The Parental Bereavement (Pay and Leave) Bill, introduced into Parliament in July 2017, would entitle employees who have lost a child to statutory paid leave to allow them time to grieve. Although this is a private member's bill, it is supported by the government and would fulfil a Conservative manifesto promise to ensure bereavement support for employees – so there is a good chance that it will become law.


It has been estimated that one in 10 employees is likely to be affected by bereavement at any one time. The death of a child can have a devastating effect on parents' physical and emotional wellbeing; well-managed, sensitive support from an employer can make a big difference to the affected employee's experience and their successful return to work.

At this time, there is no legal requirement for UK employers to provide paid leave for grieving parents. Under Section 57(A) of the Employment Rights Act 1996, employees have a "day one" right to take a reasonable amount of unpaid leave to deal with an emergency (including the death of a dependant). There is no definition of 'reasonable' for these purposes – it is dependent on the circumstances.
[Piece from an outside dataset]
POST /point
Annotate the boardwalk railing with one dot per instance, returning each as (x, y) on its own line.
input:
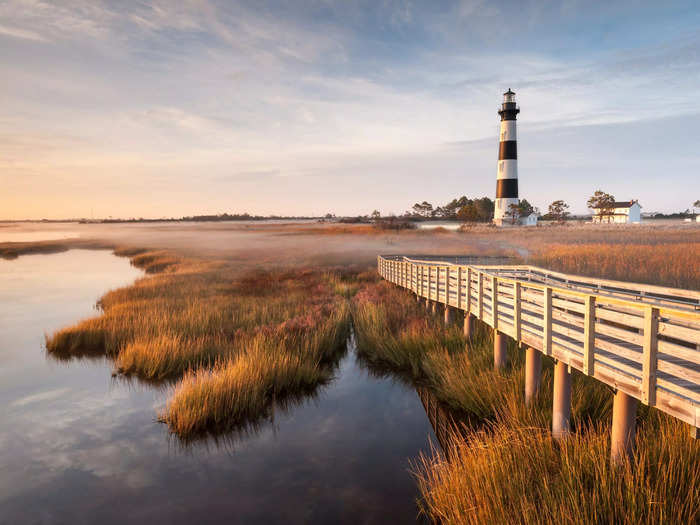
(639, 339)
Disagreements can potentially arise between employee and employer with regard to the appropriate length of leave.

Attempts to introduce paid parental bereavement leave over the past few years have been unsuccessful – including a private member's bill which would have entitled employees to two weeks' paid leave if they lost a child under 18.

New bill

The Parental Bereavement (Pay and Leave) Bill was introduced into the House of Commons on July 19 2017 by Conservative Member of Parliament Kevin Hollinrake. Although it has not yet been published, its primary purpose will be to give employed parents a statutory right to paid time off to grieve the death of their child.

The bill is supported by the government, and its content and detail will be discussed in Parliament over the coming months. The Department for Business, Energy and Industrial Strategy has said that it will "be working with businesses, employee representatives and campaigners on behalf of working families to better understand needs of bereaved parents and employers". The bill is scheduled to have its second reading in the House of Commons on October 20 2017, when details of the envisaged statutory pay and period of parental bereavement leave should be announced.
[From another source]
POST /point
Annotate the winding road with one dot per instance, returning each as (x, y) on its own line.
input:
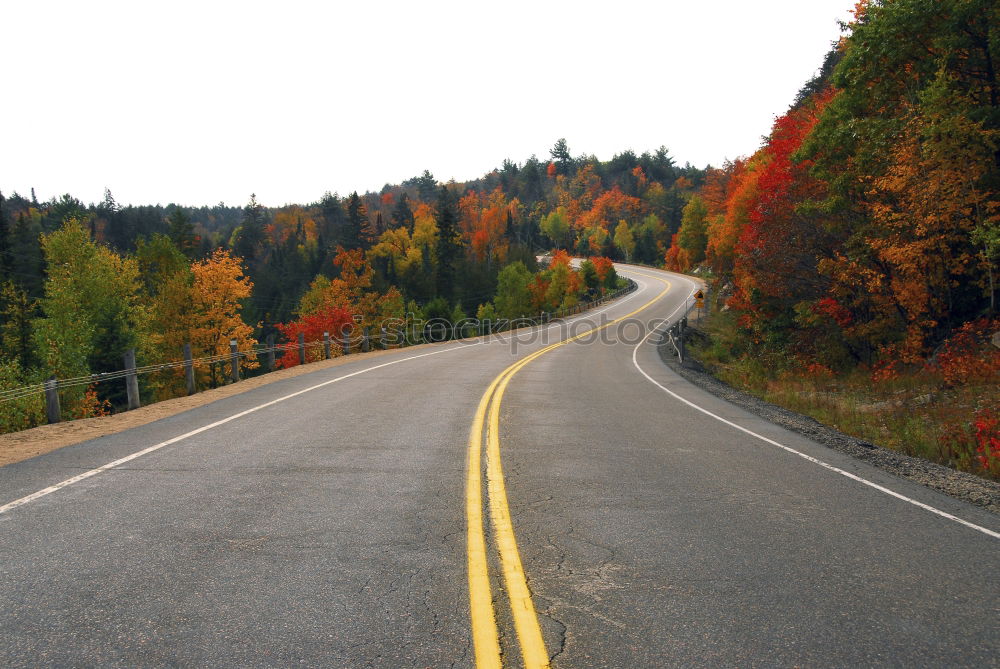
(555, 495)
While some organisations – particularly smaller businesses – may be concerned about the imposition of further regulation, most employers are likely to be sympathetic to employees' need for proper support in such a difficult time. A 2016 survey commissioned by the charity Child Bereavement UK revealed that less than one-third of British adults who were working at the time of their bereavement felt properly supported by their employer, indicating scope for improvement of management practice in this area.

Naturally, employees will respond to bereavement in different ways. Some will welcome a swift return to work to restore an element of normality, while others will need more time. Katie Koehler of Child Bereavement UK sees the bill as a way of giving parents more choice: "The opportunity for leave at a time that feels right for them as individuals would reduce one source of possible additional stress and paid leave would give parents the time to make decisions based on their needs rather than their financial situation."

What can employers do now?

The Advisory, Conciliation and Arbitration Service has issued guidance on managing bereavement in the workplace, including good practice suggestions for managing an affected employee's absence and their return to work. It notes that advance planning and training will better prepare managers to deal with this difficult issue. Further recommendations include the following:

  • Employers should consider having a written bereavement policy in place to provide certainty and security at a confusing time.
  • Details of the death are private under data protection legislation. The employer should always ask employees how much information they wish to give their colleagues and whether a more public announcement is appropriate. If the death was covered in the media, employers may need to deal with queries to the company and manage employees that might be approached by journalists.
  • Employers should be aware of the risk that racial or religious discrimination claims may arise from refused requests for time off for religious observances on death. Certain religions require a set time for mourning: for example, observant Jews might need to mourn a close relative at home for seven days to sit shiva, while observant Muslims have certain set mourning periods depending on their relation to the deceased (eg, the 40-day Iddah to mourn a husband).
  • Grief can manifest itself both physically and mentally, resulting in a long-term condition or illness. Employers should be mindful of this should there be a change in performance, behaviour or absence. Requests for time off or increased sickness leave should be treated carefully, in the knowledge that a long-term condition could give rise to the risk of a disability discrimination claim.
  • Employers should remember that mothers who lose a child after 24 weeks of pregnancy, or during maternity leave, will not lose their entitlement to maternity leave and pay. Rights to paternity leave and shared parental leave (where notice of leave has been given) will generally also be maintained.